1

Im fernen Land wird geschossen.
Ist das nicht gefährlich, fragen die Leute.
Nein, sagt der Statistiker, das Tötungsrisiko liegt hierzulande bei Null.
Das ferne Land liegt nur zwei Flugstunden entfernt.
Wir möchten dort Urlaub machen, sagen die Leute, ist das gefährlich?
Nein, sagt der Statistiker, die Flughäfen sind dort sicher.
Aber wir möchten das Land kennenlernen, sagen die Leute.
Es langweilt uns, die Flughäfen nicht zu verlassen.
Kein Problem, sagt der Statistiker, die Strände sind sicher.
Aber man hört so viel, sagen die Leute, wir haben Angst.
Das gehört sich so, sagt der Statistiker. Das gehört zur Vorsicht.

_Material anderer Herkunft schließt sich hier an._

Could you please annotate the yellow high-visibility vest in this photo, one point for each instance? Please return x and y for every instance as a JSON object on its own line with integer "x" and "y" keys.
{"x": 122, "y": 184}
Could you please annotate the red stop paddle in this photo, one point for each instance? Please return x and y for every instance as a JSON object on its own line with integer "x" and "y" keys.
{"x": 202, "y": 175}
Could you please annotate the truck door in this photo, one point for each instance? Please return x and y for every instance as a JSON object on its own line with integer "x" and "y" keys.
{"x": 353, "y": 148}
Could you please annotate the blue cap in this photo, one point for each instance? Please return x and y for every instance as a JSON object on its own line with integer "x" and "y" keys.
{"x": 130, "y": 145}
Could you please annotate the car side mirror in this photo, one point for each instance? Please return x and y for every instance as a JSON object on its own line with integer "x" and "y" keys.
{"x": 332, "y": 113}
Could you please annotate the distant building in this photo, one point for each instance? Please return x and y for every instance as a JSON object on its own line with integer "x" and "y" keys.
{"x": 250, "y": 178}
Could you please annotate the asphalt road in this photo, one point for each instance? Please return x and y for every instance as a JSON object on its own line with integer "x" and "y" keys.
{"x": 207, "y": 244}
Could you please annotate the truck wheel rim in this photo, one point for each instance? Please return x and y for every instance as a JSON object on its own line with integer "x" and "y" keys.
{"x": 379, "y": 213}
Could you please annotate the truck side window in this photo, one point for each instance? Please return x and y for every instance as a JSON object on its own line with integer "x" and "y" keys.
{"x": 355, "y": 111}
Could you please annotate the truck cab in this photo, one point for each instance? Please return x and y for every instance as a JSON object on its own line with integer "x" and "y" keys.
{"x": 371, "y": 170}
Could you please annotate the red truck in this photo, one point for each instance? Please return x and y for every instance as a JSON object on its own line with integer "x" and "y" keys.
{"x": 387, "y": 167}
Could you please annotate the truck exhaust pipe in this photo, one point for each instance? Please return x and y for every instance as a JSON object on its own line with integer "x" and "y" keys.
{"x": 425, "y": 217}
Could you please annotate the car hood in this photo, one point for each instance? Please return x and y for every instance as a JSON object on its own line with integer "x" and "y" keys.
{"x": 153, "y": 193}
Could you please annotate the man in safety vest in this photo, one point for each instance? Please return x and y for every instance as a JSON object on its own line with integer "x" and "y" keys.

Auf YouTube ist der Schlachthof nur zwei
Mausklicks entfernt. Ist das nicht grauenhaft,
fragen die Leute. Ja, sagt der Statistiker, ja
und nein. Wir alle müssen
uns der Realität stellen. Alles andere wäre
falsches Bewusstsein. Das schätzen
die Oberen nicht. Welches Bewusstsein
ist richtig, fragen die Leute. Richtig
ist, sagt der Statistiker, folgendes: Trifft’s mich
nicht, berührt’s mich auch nicht. Alles,
was mich rührt, ohne mich zu berühren,
ist falsches Bewusstsein. So einfach
ist das. Aber, sagen die Leute, wir wollen
angefasst werden. Das alles fasst uns an:
unwiderstehlich. Kann, was unwiderstehlich ist,
falsch sein? Unwiderstehlich, sagt der Statistiker, ist
die Statistik. Man muss sie bloß lesen können. Wer das
gelernt hat, dem erschließt sich die Welt.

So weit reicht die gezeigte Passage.